Lenny Distilled

Chris Miller

VP of Product for Growth and AI, HubSpot

18 quotes across 1 episode

Relentless curiosity, radical accountability, and HubSpot's winning growth formula

A lot of product management is also managing personalities and figuring out how people want to work with you and figuring out how you work for them.

Oftentimes when you're making decisions that could be described as hostile towards your customers, but a net positive for the business, you're probably not thinking long-term enough, right? Because there's no possible way, unless you have completely cornered a market and there is no competition whatsoever, that you could continually be hostile towards your customers and grow.

That attitude of saying that every problem is our problem and radical accountability and ownership mentality helped us find opportunities that maybe the business wasn't explicitly asking us to solve, but we were able to triangulate why it might be important for the business for us to solve it.

We really had an aggressive mentality, an aggressive approach, and what that looked like was at the time, a very small percentage of, I think HubSpot's subscription revenue would be described as self-service, so we approached the team who owned it and we were like, 'Are you all working on this?' They were like, 'Nah, we're working on a bunch of other stuff.' We were like, 'Can we take this?' They were like, 'Sure, if you want it.' And so, we took it and immediately blew it up.

First I would ask, why do you want to be product led? What assumptions are you making in terms of why being product led are going to be net positive for the business or for your customers? And I might even ask them to define what product-led means to them that we can get on the same page of what we're even talking about.

The number one mistake is hiring a head of growth, giving them no resources and expecting them to pull rabbit out of their hat.

At the highest level, it's like taking a go-to-market approach where your product job is to grow revenue and you use humans as a backstop and not the other way around.

PLG at its core is just having your product sell the value prop of what your business does, and you can still deliver on that without being able to stand up a very robust and sophisticated experimentation practice.

We also learned a lot from talking to people who we wanted to be customers but were not, right? And people who had either broken up with our product or evaluated it and never fell in love with it in the first place.

One of the traits that I look for in PMs that I hire onto my teams, and also when I think back to the people that I've learned a lot from working with over the years, one of the common behaviors or traits is relentless curiosity, this insatiable desire to understand things and a lack of fear in admitting when they don't understand things and being uncompromising and getting the answers so that they do understand.

Go reach out to a PM and ask how you can make their day easier. Figure out what you can do in your spare time that they can offload to you and do a little bit of volunteer labor, even if that's just shadowing because I think just getting that context and understanding the sort of rhythm of how a team ideates and defines problems and prioritizes and ship software is the experience that's going to be the most important.

People lie on surveys all the time for a variety of different reasons, but no one lies to Google because it's transactional. If I lie to Google, I'm not going to get what I want.

If you're doing growth, right, if you're doing product-led growth the right way, then you're trying to balance the science and sort of taking a somewhat hygienic approach to validating assumptions and hypotheses with being really ambitious and really pushing for the things that are going to have massive impact for your customers at the end of the day. And when you're doing that, you're going to fail more than you're going to be successful along the way.

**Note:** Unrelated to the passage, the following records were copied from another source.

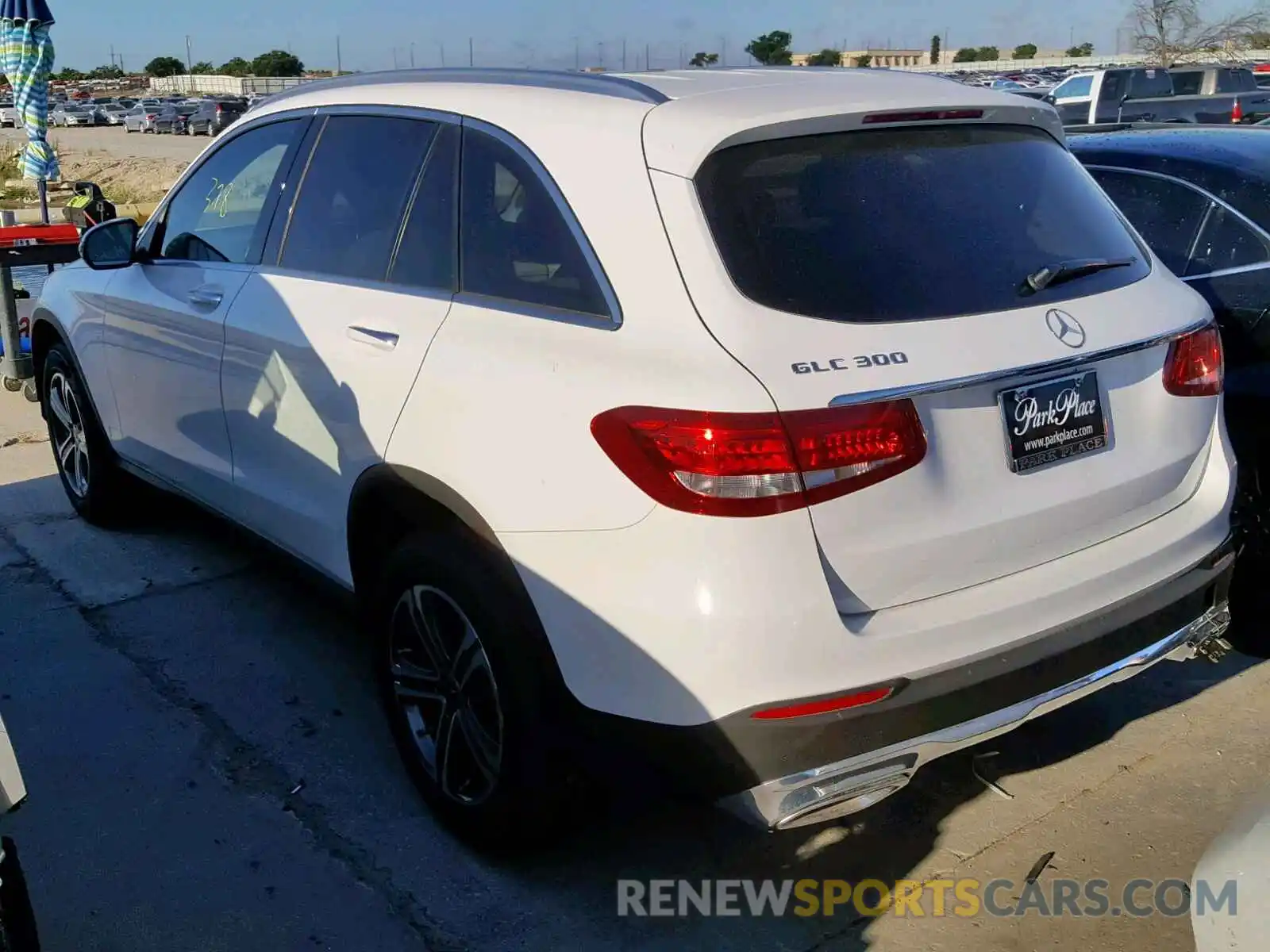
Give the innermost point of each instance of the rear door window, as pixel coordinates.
(910, 224)
(1166, 213)
(1187, 84)
(355, 194)
(1075, 88)
(429, 243)
(516, 243)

If your sort of primary modality of product-led growth work is experiment-driven product development and you're hitting more than like 30, 40% of the time, you're thinking too small.

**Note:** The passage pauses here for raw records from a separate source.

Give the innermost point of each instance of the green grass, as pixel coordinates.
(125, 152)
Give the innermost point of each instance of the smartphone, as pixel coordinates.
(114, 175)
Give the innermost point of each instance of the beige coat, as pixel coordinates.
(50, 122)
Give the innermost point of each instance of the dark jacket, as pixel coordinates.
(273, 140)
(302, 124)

If you're not resilient, what I've seen happen is you end up sort of grasping for a win, which can sometimes look like making bets that are too small and too insignificant to matter.

The best growth product leaders and growth minds that I've worked with over the years or have had the privilege of learning from over the years, I think the thing that I noticed about them is they're almost ambivalent to the solution and certainly ambivalent to how complex a solution may or may not be. And taking little to no pleasure or pride in the complexity of a solution so long that it delivers the outcome that the business and your customers need.

I think if building the next super sophisticated widget is the thing that gets you out of bed in the morning, growth might not be for you, I think the best growth product leaders and growth minds that I've worked with over the years or have had the privilege of learning from over the years, I think the thing that I noticed about them is they're almost ambivalent to the solution and certainly ambivalent to how complex a solution may or may not be.

We don't even talk about problems without a qualifier. Are we talking about a business problem? Are we talking about a customer problem? Are we talking about an efficiency problem? Describe the nature of the problem and parse it out.